A conjunction is when two or more things occur exist at once. For example, “I ate an apple and a banana”.
A disjunction is when at least one of two or more statements is true. Using the example “I ate an apple or a banana” does not exactly capture what a disjunction is. “Or” in how it is typically used in English is usually exclusive. “I ate an apple or a banana” is not inclusive – it will usually be interpreted as saying that I ate either an apple or a banana, one or the other.
A negation is used to indicate a thing is not true. For example “I did not eat an apple”.
What’s something that challenged or frustrated you this week?
Understanding the difference between “or” used in English and “or” used in this class was confusing at first. It made more sense after the tutorial.
How condent do you feel about material covered this week?
Overall, I’m not very confident in how to interpret and write in “computer speak”. I find that it’s harder to interpret what something says than it is to translate a sentence into math/computer language.
How did your tutorial/test/assignment go this week?
The tutorials really helped, I had made a lot of mistakes in the homework assignments. I do not think I got full marks for the quiz, though. I still need to practice.
Creating and solving some problems.
To make this a little more fun, I’m going to try to come up with and solve examples with zombie themes.
Let M be the set of all Monsters. Z(x) are zombies.

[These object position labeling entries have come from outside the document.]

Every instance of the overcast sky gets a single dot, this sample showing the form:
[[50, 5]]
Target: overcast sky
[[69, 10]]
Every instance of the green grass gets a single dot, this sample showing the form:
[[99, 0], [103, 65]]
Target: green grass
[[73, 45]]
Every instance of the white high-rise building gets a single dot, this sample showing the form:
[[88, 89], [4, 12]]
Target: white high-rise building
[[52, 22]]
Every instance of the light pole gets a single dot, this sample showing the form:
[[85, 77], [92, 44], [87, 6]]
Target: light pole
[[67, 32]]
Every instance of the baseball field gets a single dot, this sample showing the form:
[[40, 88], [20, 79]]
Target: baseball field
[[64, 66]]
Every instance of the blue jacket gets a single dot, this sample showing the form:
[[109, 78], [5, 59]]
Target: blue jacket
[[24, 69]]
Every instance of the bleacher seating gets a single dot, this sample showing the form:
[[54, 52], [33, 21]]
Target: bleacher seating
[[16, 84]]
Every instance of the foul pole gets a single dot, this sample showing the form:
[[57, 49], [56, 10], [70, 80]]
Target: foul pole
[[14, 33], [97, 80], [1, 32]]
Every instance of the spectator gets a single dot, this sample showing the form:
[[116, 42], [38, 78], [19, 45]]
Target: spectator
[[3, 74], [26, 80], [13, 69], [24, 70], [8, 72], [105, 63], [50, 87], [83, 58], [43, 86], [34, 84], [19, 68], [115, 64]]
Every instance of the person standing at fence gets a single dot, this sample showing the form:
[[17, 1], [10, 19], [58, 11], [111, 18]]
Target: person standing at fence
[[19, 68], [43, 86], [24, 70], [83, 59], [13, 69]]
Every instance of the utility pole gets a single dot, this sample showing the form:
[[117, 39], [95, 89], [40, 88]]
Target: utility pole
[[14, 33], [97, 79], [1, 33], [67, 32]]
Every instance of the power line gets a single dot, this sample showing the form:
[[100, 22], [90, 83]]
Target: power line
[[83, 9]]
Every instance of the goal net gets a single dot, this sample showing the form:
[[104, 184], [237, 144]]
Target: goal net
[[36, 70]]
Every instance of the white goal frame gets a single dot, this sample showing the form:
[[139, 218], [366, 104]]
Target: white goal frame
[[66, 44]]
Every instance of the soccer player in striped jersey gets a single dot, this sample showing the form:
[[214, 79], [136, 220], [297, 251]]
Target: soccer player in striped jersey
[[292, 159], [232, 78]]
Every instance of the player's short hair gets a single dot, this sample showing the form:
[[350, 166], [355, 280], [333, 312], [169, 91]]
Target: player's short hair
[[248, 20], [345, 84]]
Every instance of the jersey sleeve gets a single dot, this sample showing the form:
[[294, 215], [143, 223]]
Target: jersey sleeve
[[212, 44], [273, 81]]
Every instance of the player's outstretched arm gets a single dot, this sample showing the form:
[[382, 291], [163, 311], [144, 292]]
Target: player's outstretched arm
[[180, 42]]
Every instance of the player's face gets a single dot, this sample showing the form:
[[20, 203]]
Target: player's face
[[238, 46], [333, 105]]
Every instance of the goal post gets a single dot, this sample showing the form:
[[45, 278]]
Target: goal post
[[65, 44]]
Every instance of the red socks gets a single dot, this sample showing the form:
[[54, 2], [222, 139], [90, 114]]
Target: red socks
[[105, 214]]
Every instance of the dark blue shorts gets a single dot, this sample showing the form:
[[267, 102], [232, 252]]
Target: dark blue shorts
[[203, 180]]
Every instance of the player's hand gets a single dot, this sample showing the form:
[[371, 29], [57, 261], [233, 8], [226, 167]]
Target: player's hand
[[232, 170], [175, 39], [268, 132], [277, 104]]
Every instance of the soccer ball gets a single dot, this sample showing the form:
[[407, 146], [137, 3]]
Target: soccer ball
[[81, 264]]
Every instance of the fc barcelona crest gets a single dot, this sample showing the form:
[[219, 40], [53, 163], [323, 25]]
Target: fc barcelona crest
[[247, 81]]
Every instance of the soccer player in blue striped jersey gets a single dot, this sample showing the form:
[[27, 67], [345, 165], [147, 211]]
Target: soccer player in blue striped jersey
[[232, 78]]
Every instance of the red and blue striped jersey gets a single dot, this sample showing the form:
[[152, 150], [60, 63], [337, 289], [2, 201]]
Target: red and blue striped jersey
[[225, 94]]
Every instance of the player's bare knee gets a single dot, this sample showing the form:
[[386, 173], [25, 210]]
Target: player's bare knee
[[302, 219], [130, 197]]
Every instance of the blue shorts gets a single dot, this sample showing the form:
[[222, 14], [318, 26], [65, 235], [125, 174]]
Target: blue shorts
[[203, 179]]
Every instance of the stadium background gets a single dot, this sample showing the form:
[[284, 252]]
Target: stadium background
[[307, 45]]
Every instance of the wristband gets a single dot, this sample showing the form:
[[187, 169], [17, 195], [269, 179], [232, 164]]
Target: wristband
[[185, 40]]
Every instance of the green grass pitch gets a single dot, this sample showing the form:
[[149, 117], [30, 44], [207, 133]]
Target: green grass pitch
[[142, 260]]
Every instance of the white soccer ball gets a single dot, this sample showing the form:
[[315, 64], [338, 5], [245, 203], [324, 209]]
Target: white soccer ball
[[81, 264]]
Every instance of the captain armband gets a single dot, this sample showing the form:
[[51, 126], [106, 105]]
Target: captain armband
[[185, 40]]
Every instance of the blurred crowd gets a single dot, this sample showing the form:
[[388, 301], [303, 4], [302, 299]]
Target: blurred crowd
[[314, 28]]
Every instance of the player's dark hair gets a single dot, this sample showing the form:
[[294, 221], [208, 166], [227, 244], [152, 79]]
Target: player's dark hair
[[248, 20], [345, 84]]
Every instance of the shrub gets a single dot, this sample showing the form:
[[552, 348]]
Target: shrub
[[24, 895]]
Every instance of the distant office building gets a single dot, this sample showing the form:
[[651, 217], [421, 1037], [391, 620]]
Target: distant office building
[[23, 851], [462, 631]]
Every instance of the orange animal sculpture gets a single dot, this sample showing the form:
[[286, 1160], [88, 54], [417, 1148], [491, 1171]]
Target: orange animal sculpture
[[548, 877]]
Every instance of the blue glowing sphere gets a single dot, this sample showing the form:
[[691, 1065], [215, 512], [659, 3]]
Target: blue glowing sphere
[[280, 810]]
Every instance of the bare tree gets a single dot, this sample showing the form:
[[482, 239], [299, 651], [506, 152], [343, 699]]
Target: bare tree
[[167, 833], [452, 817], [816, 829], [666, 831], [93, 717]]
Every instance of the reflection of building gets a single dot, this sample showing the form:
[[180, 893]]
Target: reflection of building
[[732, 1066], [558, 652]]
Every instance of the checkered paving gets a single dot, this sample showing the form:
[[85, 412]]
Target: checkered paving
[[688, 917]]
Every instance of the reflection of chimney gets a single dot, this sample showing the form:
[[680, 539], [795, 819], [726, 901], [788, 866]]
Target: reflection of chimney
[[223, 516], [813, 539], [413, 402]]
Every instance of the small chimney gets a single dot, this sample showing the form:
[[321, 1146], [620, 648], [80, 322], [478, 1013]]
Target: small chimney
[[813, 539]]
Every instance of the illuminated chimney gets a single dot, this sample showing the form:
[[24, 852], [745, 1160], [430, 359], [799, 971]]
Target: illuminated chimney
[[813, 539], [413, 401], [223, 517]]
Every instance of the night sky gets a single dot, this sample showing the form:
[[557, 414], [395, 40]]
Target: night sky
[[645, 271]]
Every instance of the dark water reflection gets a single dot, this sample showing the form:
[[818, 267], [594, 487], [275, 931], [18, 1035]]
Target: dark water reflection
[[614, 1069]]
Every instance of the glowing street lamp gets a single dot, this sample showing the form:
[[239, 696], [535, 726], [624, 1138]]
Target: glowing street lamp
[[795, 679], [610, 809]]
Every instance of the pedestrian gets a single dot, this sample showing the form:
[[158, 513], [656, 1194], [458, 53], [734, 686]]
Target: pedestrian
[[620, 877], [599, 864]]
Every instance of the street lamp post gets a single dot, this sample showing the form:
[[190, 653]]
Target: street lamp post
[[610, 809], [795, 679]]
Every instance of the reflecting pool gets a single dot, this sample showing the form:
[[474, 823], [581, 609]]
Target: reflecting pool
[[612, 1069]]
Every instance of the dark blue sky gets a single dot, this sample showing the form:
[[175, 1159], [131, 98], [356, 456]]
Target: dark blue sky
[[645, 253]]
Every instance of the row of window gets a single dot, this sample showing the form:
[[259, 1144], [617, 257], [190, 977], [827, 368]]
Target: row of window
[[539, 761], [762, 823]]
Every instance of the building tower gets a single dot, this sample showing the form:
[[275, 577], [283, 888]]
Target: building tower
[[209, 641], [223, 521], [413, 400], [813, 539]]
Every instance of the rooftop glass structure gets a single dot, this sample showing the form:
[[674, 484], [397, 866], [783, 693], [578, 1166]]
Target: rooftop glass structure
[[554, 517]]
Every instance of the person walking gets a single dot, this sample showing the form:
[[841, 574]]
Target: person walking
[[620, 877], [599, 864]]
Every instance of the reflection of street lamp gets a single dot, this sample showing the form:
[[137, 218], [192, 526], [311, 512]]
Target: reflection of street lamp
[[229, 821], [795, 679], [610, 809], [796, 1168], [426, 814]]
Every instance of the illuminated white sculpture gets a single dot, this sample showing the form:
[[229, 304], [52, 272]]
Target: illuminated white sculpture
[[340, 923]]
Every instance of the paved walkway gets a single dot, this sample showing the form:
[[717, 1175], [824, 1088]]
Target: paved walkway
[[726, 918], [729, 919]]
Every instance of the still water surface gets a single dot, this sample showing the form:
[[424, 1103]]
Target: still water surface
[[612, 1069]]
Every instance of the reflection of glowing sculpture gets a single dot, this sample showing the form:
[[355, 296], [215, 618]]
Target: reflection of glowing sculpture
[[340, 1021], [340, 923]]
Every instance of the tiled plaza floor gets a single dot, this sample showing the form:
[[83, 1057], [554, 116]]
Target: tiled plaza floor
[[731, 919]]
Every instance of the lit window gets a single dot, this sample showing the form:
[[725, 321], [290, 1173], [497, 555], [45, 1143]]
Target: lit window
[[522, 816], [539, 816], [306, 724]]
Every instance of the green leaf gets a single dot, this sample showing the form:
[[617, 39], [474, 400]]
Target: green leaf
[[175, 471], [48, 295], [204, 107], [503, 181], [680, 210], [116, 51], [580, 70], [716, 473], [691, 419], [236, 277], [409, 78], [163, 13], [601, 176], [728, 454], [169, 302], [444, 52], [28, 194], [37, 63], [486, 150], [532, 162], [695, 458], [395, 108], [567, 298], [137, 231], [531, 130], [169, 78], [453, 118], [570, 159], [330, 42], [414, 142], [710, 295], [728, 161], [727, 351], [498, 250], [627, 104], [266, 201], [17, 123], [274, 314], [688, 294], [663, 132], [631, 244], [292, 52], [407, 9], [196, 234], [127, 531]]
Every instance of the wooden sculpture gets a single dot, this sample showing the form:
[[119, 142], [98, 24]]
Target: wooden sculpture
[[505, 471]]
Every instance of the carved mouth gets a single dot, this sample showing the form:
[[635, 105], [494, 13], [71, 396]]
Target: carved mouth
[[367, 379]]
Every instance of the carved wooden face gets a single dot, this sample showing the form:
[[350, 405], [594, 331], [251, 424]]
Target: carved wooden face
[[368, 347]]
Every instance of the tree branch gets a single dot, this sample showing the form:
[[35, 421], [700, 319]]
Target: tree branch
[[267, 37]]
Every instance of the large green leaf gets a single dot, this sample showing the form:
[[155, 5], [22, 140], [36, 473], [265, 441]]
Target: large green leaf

Write out “All zombies are monsters”
∀ x ∈ M, Z(x).
Let B(x) be bunnies. Bunnies are clearly not monsters. Write out “No bunnies are monsters”.
∀ x ∈ M, ¬ B(x).
Let G(x) be ghosts. Write out “All ghosts are monsters”
∀ x ∈ M, G(x).
Write out “All ghosts and zombies are monsters”
(∀ x ∈ M, Z(x)) ∧ (∀ x ∈ M, G(x))
Fred or John, or both, may now be zombies. At least one of them was bitten. Let F(x) be Fred and J(x) be John. Express that one or both is now a monster.
(∃ x ∈ M, F(x)) ∨ (∃ x ∈ M, J(x))
These examples express all of the mathematical symbols we learned in class and how they can be used.